Sometimes parents, hiding from their children, gave him small gifts, which he gave to children as a reward for saying the prayer correctly. The more modest the family was, the more modest the gifts were. It could be woollen socks, simple wooden toys and sweets. Sometimes the children had to be content with the so-called Bunter tellers, i.e. plates on which candies, nuts, cookies and apples were placed. And sometimes only sweets from the Christmas tree, and sometimes, unfortunately, nothing.
Houses were also celebrated by the Three Kings with a Star and carol singers with a nativity scene. Theatrical scenes were played in almost every household, wishing the inhabitants happiness and joy during Christmas and in the New Year. In return, they received money, sweets and alcohol. Colorful retinues of carollers can still be found in some Kashubian villages. This proves a deep attachment to the tradition and spiritual wealth of the former inhabitants of Pomorskie region.
On Christmas Eve, when the first star appeared in the sky, Kashubians sat down to a gala dinner. Fish dishes, potatoes and cabbage with dried mushrooms were eaten. Sweet dumplings with poppy seeds, dried fruit soup and the so-called carrot nuts. Leftovers from the table were symbolically given to the animals to make them obedient and behave well. In Kashuby, it was widely believed that animals spoke with a human voice that night, but you had to be careful because hearing it was bad luck! The Christmas Eve night was crowned with participation in a midnight mass, a holy mass commemorating the shepherds’ waiting for the coming of the Lord Jesus into the world.

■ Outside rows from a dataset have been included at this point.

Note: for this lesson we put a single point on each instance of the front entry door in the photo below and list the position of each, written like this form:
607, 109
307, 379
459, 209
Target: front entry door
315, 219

During this special time, the Museum in Wdzydze invites you to see the historic interiors, where Christmas customs and rituals have been faithfully recreated – including preparation of Christmas decorations and decorating the tree, baking gingerbread and carrot “nuts” and Christmas Eve supper. Visitors to the Museum in Wdzydze will listen to stories about traditional Advent and Christmas customs and fortune-telling, and will also be able to play the role of Kashubian carol singers – Gwiżdża. The museum has also prepared a ritual workshop entitled: Christmas in Kashuby, whose participants will learn about the origins and traditions of decorating a Christmas tree and make paper, tissue paper and straw ornaments, which used to be used to decorate Christmas trees in peasant cottages and noble manor houses in Pomorskie.